Types de Respiration : Inspiration et Expiration

  • Inspiration (in-don) : Par les narines, profonde, ventrale, sans lever la poitrine. Le ventre se gonfle, le centre (tanden/hara) s’anime, l’esprit se calme. L’inspiration capte non seulement l’air, mais aussi l’énergie (ki), qui se rassemble dans le bas-ventre.
  • Expiration (yo-to) : Longue, sonore ou silencieuse selon les moments. Elle s’effectue par la bouche (ibuki fort) ou le nez (nogare doux). L’abdomen se contracte, le centre reste solide : le souffle est « poussé hors du hara », propulsant la force jusque dans le geste.

Variétés

  • Rapide (combat) : Brève, explosive ; absorbe l’air, relâche instantanément avec la technique. Utilisée pour la rapidité des enchaînements et l’intervention défensive ou offensive.
  • Lente et contrôlée (kata, méditation) : Inspire en préparant le mouvement, expire en l’exécutant, synchronisant geste, tension et vibration interne.
  • Blocage respiratoire (kime, verrouillage) : Au sommet de la contraction (tchinkutchi), il peut y avoir un bref maintien du souffle pour maximiser la transmission de force sans nuire à la fluidité.

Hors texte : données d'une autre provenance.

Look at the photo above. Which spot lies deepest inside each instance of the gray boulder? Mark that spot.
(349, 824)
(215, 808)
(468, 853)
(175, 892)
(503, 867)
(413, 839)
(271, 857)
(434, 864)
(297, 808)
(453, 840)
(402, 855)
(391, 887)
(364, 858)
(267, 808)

La Respiration dans Sanchin : Fondation du Goju-Ryu

Sanchin (三戦, « trois combats ») est le kata socle, dédié à l’union du corps, du souffle et de l’esprit :

  • Mécanique :
    • On inspire pendant la préparation d’une technique (ex. croisement des bras devant soi) ;
    • On expire en exécutant le blocage ou la frappe, en synchronisation totale avec la contraction musculaire.
  • Respiration ibuki : Sonore, marquant chaque mouvement, elle entraîne la conscience dans le ventre, renforce le centre, masse les organes, alimente la force intérieure et forge l’endurance.
  • Respiration nogare : Plus discrète, adaptée à une phase plus fluide du kata ou de la pratique.
  • Rythme : L’inspiration est brève, l’expiration prolongée, continue et contrôlée, jamais forcée dans la gorge, afin de ne pas créer de tension superflue.
  • Effet : L’entraînement dans Sanchin façonne la posture, la stabilité, la connexion corporelle (tchinkutchi), et développe la capacité à générer une puissance explosive en toute sécurité. La respiration harmonise la force (go) et la souplesse (ju).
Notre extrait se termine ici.